Начальные такты Preambula экспонируют участников действия и первичную расстановку сил, выраженную формулой 1 + 2:  басовая флейта и две гитары — именно таким образом позиционирован музыкальный материал этой части. Тон и характер диалогу задаёт Флейта: её чётко метризованная ритмоинтонация становится импульсом, порождающим единообразие гитарного скандирования, — ритмический и текстовый унисон, скорее, намекает, нежели напрямую указывает на марш как жанровую первооснову. Гитаристы с преувеличенной отчётливостью артикулируют «Reihe» Яндля, пение чередуется с шёпотом, причём с каждым очередным воспроизведением текстового ряда увеличивается брешь, поглощающая музыкальный звук, — к шестой «вариации» вокальную интонацию окончательно вытесняет тихий шелест слов. Закономерным исходом первого этапа сценического действия становится беззвучие седьмой и восьмой «вариаций» — сидя неподвижно[6], в полной тишине музыканты про себя отсчитывают доли, придерживаясь прежней метроритмической пульсации.

Следующая стадия инструментального взаимодействия несёт на себе печать этого провала в пустоту — гитаристы sottovoce возобновляют чтение стиха, однако некогда благополучный ансамбль теперь распался на контрапунктирующие линии (звуковые и текстовые), которые представляют собой зеркальное отражение друг друга. В противовес редукции собственно музыкального, область наполненного беззвучным счётом ожидания неуклонно расширяется: теперь это шесть структурных единиц («вариации» 21-26) — 36 тактов молчания, прерываемого интенциями возобновления игры и взаимными запретительными жестами. Последней попыткой нового начала становится заключительная, 27-я «вариация», сотканная из градаций нюанса р и невнятного шёпота голосов, — кода, уводящая от какого бы то ни было итогового резюме и осуществляющая ломку структурной периодичности: на смену вариативности приходит куплетно-вариационная форма, Преамбулу сменяет Lied ohne Worte… mit Wörtern.

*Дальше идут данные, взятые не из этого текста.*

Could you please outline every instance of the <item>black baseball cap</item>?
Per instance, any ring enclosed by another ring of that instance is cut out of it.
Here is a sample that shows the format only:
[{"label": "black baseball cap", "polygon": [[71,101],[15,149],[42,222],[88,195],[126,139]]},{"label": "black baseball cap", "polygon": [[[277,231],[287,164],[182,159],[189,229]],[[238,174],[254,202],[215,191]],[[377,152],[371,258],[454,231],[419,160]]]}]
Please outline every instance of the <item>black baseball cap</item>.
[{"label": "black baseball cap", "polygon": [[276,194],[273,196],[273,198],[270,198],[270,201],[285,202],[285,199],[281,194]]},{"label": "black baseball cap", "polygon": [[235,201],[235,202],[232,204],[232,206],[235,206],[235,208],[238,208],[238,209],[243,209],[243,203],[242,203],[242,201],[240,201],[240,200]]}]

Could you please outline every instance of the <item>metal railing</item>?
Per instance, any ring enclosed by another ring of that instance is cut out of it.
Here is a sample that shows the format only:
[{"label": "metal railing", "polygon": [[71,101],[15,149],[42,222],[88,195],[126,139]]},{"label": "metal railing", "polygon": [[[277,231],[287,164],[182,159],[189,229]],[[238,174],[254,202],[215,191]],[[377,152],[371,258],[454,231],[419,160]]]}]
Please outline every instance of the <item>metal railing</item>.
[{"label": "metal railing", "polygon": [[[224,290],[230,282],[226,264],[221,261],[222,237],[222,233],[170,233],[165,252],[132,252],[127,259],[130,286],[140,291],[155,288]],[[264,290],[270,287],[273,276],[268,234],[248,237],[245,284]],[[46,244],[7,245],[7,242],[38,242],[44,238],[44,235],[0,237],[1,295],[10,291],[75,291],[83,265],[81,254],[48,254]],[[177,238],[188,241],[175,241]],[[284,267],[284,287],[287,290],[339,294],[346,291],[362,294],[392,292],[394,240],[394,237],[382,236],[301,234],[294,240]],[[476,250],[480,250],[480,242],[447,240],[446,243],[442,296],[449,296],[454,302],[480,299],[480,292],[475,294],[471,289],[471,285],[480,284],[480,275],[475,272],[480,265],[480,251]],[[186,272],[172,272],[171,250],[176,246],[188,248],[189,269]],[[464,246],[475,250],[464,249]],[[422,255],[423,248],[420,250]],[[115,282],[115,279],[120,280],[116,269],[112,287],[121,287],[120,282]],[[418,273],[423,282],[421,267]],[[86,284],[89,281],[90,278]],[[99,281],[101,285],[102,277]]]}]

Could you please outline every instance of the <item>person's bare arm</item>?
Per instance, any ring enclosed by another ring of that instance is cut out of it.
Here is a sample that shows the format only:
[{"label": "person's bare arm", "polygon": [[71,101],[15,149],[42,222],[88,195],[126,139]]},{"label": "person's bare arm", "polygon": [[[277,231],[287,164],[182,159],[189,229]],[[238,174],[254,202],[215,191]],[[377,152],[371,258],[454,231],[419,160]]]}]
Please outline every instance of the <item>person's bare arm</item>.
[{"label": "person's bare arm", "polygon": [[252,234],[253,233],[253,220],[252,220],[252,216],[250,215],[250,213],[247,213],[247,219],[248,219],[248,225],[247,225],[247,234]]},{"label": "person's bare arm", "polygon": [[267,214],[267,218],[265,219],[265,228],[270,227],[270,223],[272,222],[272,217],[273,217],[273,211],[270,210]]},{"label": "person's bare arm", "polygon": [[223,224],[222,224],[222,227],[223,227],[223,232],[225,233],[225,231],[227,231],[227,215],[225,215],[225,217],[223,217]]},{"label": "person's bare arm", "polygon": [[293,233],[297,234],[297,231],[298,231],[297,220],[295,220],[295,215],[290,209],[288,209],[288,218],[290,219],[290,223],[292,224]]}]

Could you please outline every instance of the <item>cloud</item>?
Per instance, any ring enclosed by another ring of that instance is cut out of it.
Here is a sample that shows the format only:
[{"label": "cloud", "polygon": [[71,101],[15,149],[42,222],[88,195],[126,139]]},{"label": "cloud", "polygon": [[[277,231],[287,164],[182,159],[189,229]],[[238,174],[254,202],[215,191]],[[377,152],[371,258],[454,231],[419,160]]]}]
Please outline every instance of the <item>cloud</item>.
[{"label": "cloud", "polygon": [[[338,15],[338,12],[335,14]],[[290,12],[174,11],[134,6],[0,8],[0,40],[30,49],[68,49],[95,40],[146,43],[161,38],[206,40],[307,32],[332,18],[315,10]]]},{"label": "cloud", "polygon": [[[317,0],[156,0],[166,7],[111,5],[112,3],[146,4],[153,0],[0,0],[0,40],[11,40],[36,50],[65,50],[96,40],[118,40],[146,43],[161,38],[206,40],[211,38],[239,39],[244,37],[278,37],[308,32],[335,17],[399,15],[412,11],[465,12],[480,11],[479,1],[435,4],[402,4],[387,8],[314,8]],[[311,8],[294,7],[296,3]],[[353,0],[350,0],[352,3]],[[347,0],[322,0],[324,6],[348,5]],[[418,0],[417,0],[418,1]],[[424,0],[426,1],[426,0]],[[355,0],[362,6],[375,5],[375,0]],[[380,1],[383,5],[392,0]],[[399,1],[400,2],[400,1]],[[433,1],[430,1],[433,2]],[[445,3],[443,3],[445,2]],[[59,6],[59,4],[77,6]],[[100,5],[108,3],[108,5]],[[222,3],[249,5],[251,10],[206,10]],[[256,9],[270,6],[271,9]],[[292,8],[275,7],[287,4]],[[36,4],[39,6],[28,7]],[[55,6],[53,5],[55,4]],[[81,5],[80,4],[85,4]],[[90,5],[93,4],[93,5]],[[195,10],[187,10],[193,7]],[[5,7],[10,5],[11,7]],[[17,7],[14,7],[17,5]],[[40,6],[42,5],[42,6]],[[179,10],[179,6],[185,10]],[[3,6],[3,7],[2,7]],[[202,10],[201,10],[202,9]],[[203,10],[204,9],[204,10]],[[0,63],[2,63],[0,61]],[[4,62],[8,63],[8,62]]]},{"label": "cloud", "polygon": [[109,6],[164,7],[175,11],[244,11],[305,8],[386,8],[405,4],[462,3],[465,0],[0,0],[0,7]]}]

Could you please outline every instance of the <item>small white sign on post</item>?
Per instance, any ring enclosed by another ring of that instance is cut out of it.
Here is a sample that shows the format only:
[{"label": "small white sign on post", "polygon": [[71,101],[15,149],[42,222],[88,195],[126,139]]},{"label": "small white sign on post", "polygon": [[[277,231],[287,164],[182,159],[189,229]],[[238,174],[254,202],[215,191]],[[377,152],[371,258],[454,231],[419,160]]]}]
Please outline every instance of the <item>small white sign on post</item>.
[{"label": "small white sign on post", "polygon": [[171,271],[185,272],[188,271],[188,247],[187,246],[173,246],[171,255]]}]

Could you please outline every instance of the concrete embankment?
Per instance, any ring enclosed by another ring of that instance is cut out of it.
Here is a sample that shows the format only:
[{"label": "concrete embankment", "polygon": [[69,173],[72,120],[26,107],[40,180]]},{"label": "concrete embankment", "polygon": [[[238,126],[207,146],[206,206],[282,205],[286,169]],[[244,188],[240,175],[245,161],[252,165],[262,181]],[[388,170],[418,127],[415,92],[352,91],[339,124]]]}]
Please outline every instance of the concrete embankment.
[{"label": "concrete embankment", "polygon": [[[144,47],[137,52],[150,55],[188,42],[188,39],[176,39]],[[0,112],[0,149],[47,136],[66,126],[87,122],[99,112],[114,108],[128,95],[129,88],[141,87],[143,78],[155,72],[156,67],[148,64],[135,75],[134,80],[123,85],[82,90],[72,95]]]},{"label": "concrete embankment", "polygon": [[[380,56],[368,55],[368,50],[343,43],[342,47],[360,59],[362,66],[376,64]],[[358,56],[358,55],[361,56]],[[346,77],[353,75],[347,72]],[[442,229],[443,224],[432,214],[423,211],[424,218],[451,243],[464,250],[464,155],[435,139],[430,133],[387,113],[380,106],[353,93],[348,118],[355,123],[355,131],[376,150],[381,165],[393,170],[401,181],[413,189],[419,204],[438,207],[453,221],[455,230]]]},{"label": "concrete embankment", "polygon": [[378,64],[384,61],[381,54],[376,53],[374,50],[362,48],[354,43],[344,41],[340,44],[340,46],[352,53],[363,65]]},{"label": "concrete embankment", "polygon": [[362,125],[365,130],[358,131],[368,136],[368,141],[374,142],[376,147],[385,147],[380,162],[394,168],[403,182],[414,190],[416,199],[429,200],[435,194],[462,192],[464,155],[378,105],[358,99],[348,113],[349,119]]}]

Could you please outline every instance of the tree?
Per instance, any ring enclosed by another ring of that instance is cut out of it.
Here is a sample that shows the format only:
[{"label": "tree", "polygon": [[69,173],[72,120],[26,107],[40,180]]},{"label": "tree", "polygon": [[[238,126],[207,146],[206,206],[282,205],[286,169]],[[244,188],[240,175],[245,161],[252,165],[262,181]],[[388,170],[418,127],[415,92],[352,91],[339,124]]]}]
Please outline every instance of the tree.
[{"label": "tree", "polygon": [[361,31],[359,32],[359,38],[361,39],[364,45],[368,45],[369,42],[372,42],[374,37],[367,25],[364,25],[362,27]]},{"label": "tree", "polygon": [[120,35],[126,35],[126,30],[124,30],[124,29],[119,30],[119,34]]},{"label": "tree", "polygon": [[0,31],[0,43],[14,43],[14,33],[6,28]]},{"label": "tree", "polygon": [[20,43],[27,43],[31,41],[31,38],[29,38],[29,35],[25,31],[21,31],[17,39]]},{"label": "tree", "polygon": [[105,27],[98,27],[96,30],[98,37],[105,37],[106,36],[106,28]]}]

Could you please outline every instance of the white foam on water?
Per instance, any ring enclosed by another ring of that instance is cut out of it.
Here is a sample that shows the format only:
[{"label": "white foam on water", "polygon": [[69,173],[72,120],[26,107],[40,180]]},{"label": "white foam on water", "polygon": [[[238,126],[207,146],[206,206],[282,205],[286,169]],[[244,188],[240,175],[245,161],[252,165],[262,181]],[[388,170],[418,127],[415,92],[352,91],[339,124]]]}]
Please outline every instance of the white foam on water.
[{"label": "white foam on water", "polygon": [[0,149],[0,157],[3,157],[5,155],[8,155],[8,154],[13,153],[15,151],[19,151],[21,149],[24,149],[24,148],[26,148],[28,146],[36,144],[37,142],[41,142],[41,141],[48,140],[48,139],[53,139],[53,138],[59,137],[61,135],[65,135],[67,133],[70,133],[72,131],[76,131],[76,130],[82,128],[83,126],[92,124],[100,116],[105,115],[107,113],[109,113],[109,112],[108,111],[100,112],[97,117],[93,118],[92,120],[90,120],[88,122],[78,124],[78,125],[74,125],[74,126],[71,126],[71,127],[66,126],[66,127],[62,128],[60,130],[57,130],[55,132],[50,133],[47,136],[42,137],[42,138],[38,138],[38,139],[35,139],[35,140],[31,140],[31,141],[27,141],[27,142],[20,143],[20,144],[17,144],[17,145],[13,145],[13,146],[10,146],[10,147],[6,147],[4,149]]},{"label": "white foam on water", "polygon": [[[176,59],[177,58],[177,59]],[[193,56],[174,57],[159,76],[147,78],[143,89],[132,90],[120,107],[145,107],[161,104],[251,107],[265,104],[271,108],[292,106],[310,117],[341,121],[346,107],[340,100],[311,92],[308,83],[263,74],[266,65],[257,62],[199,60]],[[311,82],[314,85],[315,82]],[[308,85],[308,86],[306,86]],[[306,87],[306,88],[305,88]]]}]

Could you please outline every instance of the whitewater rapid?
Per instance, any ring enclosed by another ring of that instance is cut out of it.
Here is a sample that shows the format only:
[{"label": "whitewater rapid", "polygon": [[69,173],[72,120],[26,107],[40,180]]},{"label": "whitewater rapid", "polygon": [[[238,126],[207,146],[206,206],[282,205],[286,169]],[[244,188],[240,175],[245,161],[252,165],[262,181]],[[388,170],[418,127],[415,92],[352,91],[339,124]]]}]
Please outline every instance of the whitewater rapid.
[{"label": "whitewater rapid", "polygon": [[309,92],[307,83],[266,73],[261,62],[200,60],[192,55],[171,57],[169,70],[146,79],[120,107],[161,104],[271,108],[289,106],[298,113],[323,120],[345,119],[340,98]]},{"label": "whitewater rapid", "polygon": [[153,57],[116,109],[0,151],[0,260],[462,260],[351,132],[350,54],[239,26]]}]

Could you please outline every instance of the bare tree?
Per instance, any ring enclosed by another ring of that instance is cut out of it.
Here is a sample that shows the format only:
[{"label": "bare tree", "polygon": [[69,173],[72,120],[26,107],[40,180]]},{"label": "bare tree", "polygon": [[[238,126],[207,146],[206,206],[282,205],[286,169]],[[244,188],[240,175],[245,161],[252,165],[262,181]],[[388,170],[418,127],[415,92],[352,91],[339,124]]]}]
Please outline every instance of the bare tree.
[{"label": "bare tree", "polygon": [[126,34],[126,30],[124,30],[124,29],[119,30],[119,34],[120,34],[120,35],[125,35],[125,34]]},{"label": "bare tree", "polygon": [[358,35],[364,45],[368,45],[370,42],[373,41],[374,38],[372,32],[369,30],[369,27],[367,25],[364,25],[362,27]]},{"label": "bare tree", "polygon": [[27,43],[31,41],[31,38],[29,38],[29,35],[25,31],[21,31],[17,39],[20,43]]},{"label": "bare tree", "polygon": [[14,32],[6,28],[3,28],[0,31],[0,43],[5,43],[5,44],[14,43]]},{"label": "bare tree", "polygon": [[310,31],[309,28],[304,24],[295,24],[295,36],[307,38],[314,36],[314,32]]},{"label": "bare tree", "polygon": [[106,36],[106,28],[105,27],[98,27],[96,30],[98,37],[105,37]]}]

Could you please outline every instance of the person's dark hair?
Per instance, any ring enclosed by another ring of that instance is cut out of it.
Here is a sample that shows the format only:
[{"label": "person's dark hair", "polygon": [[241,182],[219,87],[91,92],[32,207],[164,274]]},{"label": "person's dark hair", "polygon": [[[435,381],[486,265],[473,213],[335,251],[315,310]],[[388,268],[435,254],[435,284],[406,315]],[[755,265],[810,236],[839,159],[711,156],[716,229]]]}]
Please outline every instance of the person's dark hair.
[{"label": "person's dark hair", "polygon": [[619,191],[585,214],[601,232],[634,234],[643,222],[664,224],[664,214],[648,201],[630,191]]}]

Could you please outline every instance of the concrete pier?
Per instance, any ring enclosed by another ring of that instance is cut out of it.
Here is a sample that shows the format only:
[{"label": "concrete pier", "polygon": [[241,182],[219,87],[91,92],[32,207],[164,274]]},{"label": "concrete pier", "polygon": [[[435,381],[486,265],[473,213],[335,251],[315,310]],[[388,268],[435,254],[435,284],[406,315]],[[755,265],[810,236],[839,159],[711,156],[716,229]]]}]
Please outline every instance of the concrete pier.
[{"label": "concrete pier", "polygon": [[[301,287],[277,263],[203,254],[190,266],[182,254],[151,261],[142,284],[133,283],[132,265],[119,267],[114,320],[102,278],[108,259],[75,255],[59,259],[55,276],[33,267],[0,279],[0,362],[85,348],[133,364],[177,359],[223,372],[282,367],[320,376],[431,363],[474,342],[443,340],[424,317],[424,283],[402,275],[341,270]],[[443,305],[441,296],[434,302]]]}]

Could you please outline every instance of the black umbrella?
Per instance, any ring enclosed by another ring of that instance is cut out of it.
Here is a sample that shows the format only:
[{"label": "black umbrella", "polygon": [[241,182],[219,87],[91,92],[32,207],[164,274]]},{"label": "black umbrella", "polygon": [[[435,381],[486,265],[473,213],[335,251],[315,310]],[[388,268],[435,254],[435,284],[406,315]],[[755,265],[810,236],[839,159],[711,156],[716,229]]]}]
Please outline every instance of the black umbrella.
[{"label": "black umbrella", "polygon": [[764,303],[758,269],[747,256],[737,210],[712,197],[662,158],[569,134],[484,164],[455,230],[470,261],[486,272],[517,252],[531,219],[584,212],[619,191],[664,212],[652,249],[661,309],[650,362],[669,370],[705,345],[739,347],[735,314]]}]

Логика внутренней структуры этой части композиции на новом материале воспроизводит драматургическую модель Preambula: процесс постепенного исхода звука, трансформацию звука в собственную противоположность — шум или беззвучие. Сохранена первичная коммуникативная диспозиция 2 + 1, однако вектор доминирования смещён в сторону Гитар 1-2: теперь этому дуэту отведена роль зачинателя движения, в которое голос Флейты вписан поначалу лишь лёгким штрихом. На первый взгляд, караевская Lied вполне могла бы стать объектом традиционного анализа: песенная (однотемная) форма, повторность, обусловленная куплетностью, наличие системы фиксированных каденций, тип мелодии с аккомпанементом — с определённостью аксиомы эти признаки свидетельствуют в пользу исторического жанра. Более того, можно говорить о совокупном, обобщающем понятии песни, объемлющем и вокальную, и инструментальную канонические разновидности, о претензии Lied на роль межтекстового образа, или метаобраза песни, ибо музыканты здесь в той же степени певцы, что и инструменталисты. Однако суть жанра не исчерпывается формальным набором характеристик и, анализируя музыку второй части с позиции соответствия смысловых значений её компонентов традиционным функциям, можно придти к парадоксальному выводу: песня и песенность здесь — не более чем троп, метафора, смысловой перевёртыш, заданный самим названием. Параметры жанра словно вывернуты наизнанку, целое образовано переменностью, смешением функций: «аккомпанемент» (Гитары 1-2) едва ли не громче «песни» (Флейта), а собственно «песня» воспринимается ухом в качестве отнюдь не первостепенного в своём значении подголоска. Даёт сбой и само понятие куплетности, традиционно ориентированной на обновление текста при повторности напева, — в данном случае, несостоятельны обе позиции: текст всегда один и тот же, тогда как «мелодия» и её инструментальное «сопровождение» отталкиваются от исходной мелодико-гармонической формулы, изобретательно варьируя полифоническую и гармоническую структуру, протяжённость, ритмику и способы звукоизвлечения:



С началом каждой новой фазы формы партитура всё более упрощается, становится прозрачной, насыщаясь воздухом пауз, — вместе с исходом звука осуществляется круговой процесс перехода от ohneWorte к mit Wörtern и опять — к ohne Worte. На протяжении шести куплетов песня без слов превращается в песню со словами и вновь «модулирует» в песню без слов — этот жанрово-сюжетный вектор родственен  драматургической логике Preambula.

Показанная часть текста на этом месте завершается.